Article Title: CISA Chief’s ChatGPT Use Raises Security Concerns
In August 2025, Madhu Gottumukkala, the acting director of the Cybersecurity and Infrastructure Security Agency (CISA), uploaded sensitive contracting documents labeled for official use only into the public version of ChatGPT. This action triggered multiple automated security alerts designed to prevent data exfiltration from federal networks, as reported by four Department of Homeland Security (DHS) officials.
Background and Context
Upon assuming his role in May 2025, Gottumukkala obtained special permission from CISA’s Chief Information Officer to use ChatGPT, an AI language model developed by OpenAI. At that time, ChatGPT was restricted for other DHS staff due to security concerns. The sensitive documents were uploaded in early August 2025, leading to repeated cybersecurity sensor warnings within the first week. Although the files were not classified, they contained sensitive contracting information not intended for public dissemination.
Security Implications
CISA’s security systems detected the unauthorized uploads, prompting senior DHS officials to initiate an internal review to assess potential national security risks. Gottumukkala discussed the incident with DHS leaders, including then-acting general counsel Joseph Mazzara and Chief Information Officer Antoine McCord. He also met with CISA’s CIO Robert Costello and chief counsel Spencer Fisher to address the handling of for official use only (FOUO) materials.
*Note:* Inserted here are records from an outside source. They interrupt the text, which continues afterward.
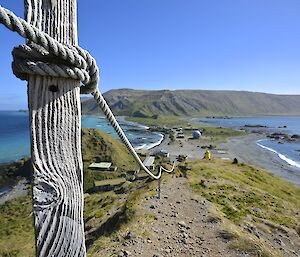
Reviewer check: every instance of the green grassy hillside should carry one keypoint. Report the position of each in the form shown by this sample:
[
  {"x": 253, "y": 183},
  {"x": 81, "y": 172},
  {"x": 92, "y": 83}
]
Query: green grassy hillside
[
  {"x": 142, "y": 103},
  {"x": 259, "y": 211}
]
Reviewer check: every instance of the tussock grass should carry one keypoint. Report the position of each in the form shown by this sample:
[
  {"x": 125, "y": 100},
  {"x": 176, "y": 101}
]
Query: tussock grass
[{"x": 16, "y": 228}]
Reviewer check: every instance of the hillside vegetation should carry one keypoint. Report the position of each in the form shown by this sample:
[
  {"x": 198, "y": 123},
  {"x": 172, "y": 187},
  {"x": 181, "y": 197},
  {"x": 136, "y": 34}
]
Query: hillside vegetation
[
  {"x": 259, "y": 211},
  {"x": 142, "y": 103}
]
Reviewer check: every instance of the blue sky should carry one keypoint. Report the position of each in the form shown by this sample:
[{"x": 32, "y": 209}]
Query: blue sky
[{"x": 249, "y": 45}]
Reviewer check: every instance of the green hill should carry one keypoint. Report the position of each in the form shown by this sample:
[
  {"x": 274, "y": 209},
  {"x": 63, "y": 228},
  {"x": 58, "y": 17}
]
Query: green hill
[{"x": 142, "y": 103}]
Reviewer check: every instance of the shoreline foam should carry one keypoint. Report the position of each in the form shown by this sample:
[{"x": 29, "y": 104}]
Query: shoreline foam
[{"x": 281, "y": 156}]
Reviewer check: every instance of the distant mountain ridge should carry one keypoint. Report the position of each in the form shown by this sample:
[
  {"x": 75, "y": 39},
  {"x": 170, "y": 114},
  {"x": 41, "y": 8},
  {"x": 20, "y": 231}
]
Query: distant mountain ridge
[{"x": 144, "y": 103}]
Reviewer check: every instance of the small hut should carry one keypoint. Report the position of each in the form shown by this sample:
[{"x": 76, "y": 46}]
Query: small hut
[{"x": 196, "y": 134}]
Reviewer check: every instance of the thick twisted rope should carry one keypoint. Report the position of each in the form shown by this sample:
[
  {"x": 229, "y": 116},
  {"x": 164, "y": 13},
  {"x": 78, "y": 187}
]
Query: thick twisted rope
[{"x": 45, "y": 56}]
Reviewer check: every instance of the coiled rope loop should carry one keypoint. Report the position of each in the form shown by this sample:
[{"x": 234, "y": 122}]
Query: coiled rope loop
[{"x": 45, "y": 56}]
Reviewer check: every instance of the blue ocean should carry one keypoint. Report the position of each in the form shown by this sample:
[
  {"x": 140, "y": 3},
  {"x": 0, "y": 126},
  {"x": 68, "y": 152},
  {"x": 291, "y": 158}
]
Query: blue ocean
[
  {"x": 15, "y": 142},
  {"x": 288, "y": 153}
]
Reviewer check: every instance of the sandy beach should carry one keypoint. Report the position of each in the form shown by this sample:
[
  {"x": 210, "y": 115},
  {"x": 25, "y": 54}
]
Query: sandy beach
[
  {"x": 246, "y": 150},
  {"x": 243, "y": 148}
]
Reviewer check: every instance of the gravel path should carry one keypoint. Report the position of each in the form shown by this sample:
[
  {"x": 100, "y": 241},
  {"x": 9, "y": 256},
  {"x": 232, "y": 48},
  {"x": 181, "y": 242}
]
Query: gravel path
[{"x": 182, "y": 226}]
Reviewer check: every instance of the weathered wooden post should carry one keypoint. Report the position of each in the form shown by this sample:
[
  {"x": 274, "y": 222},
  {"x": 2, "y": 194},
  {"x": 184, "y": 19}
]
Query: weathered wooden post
[{"x": 55, "y": 123}]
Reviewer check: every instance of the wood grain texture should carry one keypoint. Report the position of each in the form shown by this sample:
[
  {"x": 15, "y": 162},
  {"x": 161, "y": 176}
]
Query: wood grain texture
[{"x": 55, "y": 128}]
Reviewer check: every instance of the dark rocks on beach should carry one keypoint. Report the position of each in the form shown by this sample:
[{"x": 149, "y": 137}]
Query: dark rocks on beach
[
  {"x": 255, "y": 126},
  {"x": 284, "y": 137}
]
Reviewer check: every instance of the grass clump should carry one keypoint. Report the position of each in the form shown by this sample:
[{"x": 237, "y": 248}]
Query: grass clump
[
  {"x": 247, "y": 195},
  {"x": 16, "y": 223}
]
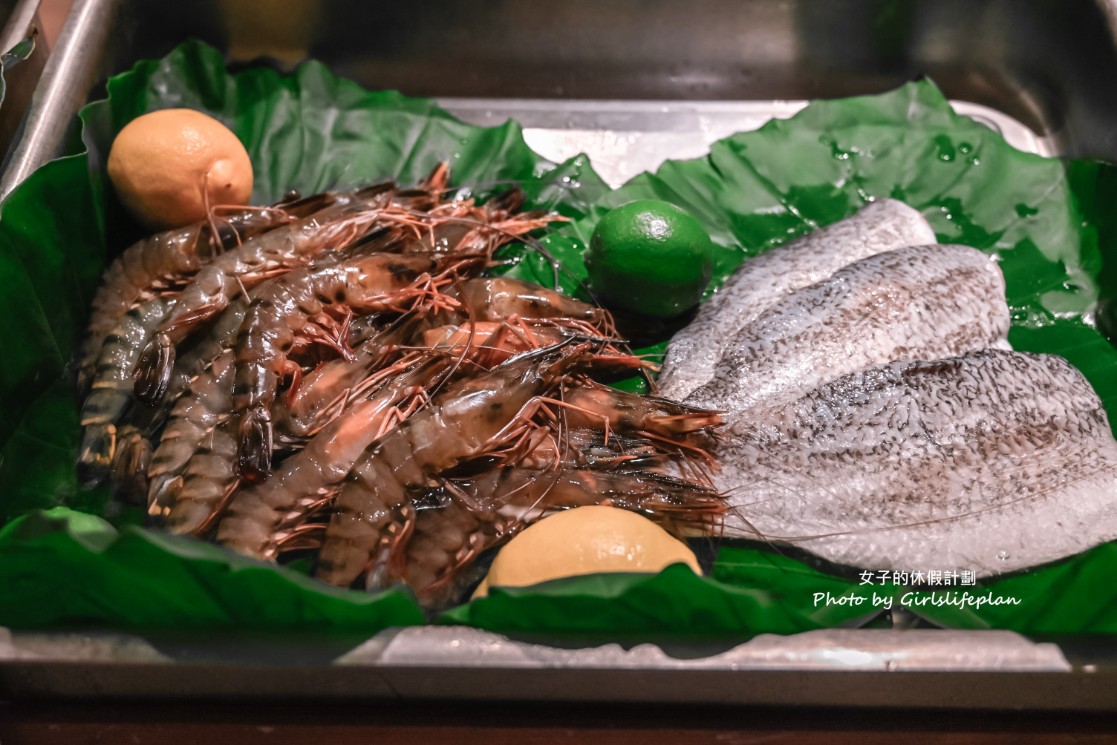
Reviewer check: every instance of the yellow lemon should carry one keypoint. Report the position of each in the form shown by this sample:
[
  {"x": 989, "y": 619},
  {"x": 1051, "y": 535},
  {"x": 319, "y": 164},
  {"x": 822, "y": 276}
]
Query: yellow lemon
[
  {"x": 585, "y": 541},
  {"x": 168, "y": 164}
]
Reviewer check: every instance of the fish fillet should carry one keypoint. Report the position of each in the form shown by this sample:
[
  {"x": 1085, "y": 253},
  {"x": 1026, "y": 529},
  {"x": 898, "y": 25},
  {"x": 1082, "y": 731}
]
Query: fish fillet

DHS policy mandates investigations into such exposures, evaluating causes, and considering actions ranging from retraining to security clearance revocation. An anonymous official criticized Gottumukkala’s actions, stating, He forced CISA’s hand into making them give him ChatGPT, and then he abused it. The outcome of the internal review remains undisclosed.
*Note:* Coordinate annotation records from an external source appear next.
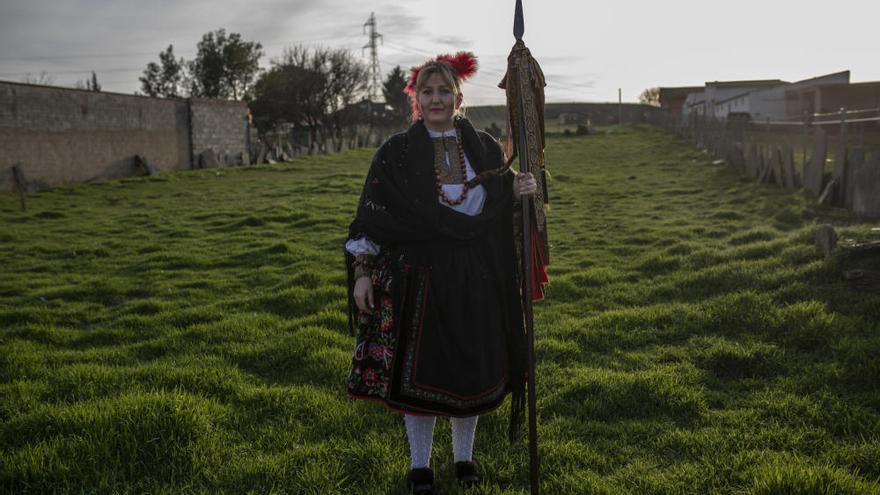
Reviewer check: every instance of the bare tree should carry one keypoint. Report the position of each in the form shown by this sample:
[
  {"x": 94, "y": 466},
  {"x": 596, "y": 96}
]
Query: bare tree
[
  {"x": 225, "y": 66},
  {"x": 43, "y": 78},
  {"x": 166, "y": 79},
  {"x": 314, "y": 88}
]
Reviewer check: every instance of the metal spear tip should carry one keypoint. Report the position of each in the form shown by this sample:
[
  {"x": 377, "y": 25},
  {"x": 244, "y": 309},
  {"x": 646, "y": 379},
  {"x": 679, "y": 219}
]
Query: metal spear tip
[{"x": 518, "y": 23}]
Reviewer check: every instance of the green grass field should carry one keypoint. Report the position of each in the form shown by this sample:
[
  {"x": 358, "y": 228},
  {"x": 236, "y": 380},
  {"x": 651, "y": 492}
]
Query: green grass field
[{"x": 186, "y": 333}]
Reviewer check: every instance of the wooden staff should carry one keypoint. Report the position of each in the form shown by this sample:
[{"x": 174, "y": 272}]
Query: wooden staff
[{"x": 518, "y": 30}]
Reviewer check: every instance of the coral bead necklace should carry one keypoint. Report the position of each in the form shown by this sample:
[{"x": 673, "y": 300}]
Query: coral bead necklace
[{"x": 462, "y": 166}]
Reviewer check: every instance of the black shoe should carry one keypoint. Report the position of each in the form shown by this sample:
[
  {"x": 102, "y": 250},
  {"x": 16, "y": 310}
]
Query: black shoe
[
  {"x": 467, "y": 473},
  {"x": 421, "y": 481}
]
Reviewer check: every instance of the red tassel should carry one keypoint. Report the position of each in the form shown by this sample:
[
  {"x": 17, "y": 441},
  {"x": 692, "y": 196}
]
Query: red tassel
[{"x": 463, "y": 63}]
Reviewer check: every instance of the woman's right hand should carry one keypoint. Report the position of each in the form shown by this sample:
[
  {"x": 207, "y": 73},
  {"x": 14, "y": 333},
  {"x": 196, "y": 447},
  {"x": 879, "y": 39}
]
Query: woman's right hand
[{"x": 363, "y": 294}]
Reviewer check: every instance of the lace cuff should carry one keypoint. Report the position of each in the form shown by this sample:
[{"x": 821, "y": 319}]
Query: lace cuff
[
  {"x": 363, "y": 266},
  {"x": 361, "y": 246}
]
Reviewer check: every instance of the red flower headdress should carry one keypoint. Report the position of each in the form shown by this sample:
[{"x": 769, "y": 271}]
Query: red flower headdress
[{"x": 463, "y": 63}]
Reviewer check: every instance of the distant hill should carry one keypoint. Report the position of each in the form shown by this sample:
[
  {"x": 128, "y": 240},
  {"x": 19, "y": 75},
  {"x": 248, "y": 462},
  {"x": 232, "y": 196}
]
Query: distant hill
[{"x": 599, "y": 113}]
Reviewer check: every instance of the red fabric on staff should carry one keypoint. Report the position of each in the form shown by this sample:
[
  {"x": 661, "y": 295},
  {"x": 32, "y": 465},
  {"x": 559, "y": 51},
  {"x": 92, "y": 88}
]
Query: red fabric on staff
[{"x": 539, "y": 270}]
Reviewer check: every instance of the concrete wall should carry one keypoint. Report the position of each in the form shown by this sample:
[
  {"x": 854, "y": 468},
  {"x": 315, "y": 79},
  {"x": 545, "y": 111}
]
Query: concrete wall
[
  {"x": 219, "y": 125},
  {"x": 65, "y": 136}
]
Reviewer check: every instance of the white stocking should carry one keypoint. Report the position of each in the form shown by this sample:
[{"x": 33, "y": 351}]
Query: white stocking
[
  {"x": 463, "y": 430},
  {"x": 420, "y": 432}
]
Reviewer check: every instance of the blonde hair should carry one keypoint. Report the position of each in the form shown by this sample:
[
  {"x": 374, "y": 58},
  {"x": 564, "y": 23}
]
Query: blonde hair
[{"x": 445, "y": 70}]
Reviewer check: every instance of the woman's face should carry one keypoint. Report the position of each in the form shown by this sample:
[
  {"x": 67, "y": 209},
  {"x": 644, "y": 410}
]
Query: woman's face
[{"x": 438, "y": 103}]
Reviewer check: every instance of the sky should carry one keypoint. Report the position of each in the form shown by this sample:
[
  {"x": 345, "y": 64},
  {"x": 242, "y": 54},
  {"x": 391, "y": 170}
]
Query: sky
[{"x": 587, "y": 49}]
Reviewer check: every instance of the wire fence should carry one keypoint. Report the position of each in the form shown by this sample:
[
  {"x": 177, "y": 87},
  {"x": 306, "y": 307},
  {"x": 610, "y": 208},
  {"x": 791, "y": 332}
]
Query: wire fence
[{"x": 833, "y": 156}]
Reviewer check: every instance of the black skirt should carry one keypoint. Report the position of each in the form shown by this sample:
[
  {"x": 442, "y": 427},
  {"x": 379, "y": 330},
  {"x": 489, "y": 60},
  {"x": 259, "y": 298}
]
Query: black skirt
[{"x": 438, "y": 343}]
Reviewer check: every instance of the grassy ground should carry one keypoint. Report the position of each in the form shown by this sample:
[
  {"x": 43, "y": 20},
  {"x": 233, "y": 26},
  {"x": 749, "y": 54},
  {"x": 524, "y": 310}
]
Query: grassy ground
[{"x": 186, "y": 333}]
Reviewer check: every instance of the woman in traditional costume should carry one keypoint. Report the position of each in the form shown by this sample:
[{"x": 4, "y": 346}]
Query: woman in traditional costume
[{"x": 432, "y": 274}]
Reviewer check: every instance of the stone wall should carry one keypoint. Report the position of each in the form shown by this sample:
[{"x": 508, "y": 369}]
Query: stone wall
[
  {"x": 65, "y": 136},
  {"x": 221, "y": 126}
]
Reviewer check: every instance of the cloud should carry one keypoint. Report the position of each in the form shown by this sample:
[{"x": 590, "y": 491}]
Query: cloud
[{"x": 457, "y": 42}]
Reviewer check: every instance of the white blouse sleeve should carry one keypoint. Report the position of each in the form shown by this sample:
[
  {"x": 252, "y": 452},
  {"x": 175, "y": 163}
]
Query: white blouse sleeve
[{"x": 361, "y": 246}]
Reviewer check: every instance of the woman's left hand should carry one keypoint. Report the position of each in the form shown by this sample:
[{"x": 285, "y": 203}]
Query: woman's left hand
[{"x": 524, "y": 184}]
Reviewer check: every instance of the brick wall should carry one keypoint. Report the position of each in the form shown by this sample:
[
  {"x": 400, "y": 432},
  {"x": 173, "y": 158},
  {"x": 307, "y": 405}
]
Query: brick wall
[
  {"x": 66, "y": 136},
  {"x": 219, "y": 125}
]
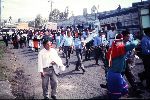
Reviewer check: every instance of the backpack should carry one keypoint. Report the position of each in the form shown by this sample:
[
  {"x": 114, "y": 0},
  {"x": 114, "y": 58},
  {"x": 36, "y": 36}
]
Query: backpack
[{"x": 116, "y": 50}]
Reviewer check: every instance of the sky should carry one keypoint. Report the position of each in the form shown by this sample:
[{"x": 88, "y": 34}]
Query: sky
[{"x": 29, "y": 9}]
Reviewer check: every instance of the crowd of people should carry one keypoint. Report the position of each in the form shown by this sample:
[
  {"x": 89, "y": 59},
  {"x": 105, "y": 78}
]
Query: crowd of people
[{"x": 116, "y": 50}]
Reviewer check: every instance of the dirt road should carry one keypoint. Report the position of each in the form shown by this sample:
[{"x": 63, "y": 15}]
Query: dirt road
[{"x": 25, "y": 81}]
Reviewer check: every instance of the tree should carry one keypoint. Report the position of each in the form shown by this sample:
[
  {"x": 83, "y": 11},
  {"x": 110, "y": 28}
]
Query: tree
[
  {"x": 38, "y": 21},
  {"x": 56, "y": 15}
]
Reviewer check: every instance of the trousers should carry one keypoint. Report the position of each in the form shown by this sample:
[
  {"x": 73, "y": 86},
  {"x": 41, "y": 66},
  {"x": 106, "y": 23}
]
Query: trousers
[{"x": 50, "y": 76}]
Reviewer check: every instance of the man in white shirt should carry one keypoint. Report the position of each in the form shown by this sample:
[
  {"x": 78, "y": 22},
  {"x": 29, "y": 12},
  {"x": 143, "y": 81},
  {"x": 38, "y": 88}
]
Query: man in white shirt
[
  {"x": 49, "y": 64},
  {"x": 68, "y": 46}
]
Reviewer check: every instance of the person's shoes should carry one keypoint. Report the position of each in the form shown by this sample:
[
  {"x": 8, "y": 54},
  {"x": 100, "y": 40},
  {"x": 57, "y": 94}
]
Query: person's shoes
[
  {"x": 77, "y": 69},
  {"x": 103, "y": 86},
  {"x": 46, "y": 98},
  {"x": 53, "y": 97},
  {"x": 67, "y": 66}
]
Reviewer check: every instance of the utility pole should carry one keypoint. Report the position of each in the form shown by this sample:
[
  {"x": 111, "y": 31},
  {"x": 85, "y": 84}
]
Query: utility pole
[{"x": 0, "y": 13}]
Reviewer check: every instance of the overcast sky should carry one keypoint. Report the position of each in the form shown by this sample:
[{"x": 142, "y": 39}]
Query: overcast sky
[{"x": 28, "y": 9}]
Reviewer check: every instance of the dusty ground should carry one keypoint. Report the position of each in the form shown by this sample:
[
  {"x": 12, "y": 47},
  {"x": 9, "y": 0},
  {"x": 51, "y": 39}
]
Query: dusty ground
[{"x": 21, "y": 79}]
Risks of Public AI Platforms
Public versions of ChatGPT share user inputs with OpenAI, which has over 700 million active users. This practice poses risks, as sensitive data could be used to train models accessible to adversaries, including state-backed hackers from Russia and China—precisely the threats CISA aims to counter.
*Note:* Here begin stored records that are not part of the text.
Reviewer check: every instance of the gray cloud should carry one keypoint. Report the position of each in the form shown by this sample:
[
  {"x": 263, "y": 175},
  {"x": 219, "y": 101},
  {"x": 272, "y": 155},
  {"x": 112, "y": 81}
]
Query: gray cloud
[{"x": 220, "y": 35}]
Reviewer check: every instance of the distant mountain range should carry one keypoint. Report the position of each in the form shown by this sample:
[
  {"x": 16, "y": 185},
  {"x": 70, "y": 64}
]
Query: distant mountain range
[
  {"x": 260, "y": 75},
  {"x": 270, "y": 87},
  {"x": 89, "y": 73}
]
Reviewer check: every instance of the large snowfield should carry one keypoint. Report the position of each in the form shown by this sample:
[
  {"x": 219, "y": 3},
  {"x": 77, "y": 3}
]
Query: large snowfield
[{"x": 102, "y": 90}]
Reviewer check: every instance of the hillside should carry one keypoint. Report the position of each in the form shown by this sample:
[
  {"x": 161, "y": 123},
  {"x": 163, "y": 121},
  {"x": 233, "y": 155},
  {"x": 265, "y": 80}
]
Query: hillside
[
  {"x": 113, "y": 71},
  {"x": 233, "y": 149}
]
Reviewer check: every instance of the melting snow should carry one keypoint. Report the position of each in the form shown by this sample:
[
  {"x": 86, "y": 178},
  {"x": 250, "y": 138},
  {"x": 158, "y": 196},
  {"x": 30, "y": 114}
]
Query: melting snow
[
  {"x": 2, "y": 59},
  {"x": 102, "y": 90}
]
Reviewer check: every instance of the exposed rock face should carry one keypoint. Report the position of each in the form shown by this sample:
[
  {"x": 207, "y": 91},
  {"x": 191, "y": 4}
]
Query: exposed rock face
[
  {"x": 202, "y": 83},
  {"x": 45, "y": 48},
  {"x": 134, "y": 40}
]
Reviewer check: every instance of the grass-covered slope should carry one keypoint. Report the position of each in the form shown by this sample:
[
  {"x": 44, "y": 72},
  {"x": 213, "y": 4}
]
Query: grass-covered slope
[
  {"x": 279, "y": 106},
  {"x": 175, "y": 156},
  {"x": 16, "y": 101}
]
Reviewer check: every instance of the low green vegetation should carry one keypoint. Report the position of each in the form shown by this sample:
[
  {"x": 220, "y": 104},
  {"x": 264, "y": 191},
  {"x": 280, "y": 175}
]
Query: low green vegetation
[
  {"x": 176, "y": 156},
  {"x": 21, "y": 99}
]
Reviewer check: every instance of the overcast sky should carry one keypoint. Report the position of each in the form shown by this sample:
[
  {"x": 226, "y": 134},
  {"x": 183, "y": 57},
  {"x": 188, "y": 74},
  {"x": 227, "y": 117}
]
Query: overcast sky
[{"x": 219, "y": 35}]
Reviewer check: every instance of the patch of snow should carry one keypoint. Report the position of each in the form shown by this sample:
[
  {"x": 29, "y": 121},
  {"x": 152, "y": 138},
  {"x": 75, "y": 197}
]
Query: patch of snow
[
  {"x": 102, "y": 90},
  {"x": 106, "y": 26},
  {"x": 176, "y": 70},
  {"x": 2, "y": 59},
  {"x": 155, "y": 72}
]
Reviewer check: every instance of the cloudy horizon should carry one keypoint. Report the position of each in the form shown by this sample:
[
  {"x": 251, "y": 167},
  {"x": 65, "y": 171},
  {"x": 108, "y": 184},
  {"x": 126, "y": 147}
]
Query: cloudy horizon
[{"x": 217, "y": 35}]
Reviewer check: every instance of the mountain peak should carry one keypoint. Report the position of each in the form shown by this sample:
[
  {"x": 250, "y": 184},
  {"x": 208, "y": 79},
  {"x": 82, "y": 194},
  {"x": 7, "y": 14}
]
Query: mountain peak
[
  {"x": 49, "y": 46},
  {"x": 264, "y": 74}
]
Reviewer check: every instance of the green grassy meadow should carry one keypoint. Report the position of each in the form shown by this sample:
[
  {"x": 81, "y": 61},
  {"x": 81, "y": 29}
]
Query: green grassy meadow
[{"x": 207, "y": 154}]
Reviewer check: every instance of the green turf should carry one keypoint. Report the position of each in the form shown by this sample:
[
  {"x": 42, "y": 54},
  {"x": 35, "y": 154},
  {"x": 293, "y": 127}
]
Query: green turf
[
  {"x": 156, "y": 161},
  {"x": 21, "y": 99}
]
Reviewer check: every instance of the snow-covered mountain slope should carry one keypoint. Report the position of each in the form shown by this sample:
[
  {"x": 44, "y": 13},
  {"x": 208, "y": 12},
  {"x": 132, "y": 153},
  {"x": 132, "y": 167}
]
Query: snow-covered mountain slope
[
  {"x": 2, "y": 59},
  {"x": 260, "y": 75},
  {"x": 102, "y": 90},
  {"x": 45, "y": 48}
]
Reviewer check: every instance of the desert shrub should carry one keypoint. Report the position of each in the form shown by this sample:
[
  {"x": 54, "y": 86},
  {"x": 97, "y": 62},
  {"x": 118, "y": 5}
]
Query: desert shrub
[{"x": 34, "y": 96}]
CISA spokesperson Marci McCarthy stated that Gottumukkala used ChatGPT with DHS controls in place under a short-term and limited exception, last accessing it in mid-July 2025. She emphasized the agency’s commitment to AI, aligning with President Trump’s executive order.
Alternative Secure Tools
In contrast, approved DHS tools, such as the internal DHSChat, store data on federal networks, offering a more secure environment for handling sensitive information. All federal employees receive training on managing sensitive documents, underscoring the importance of adhering to established protocols.
Scrutiny of Leadership
Gottumukkala’s tenure has faced scrutiny. Six career staff members were placed on leave following his unsanctioned counterintelligence polygraph failure. In testimony, he denied the failed test premise. Additionally, he attempted to remove CIO Robert Costello but was blocked by appointees, as reported by Politico.
Conclusion
This incident highlights the critical importance of adhering to established security protocols when handling sensitive information, especially within federal agencies tasked with safeguarding national security. The use of public AI platforms for processing sensitive data poses significant risks, necessitating strict compliance with security measures and the use of approved tools to prevent potential breaches.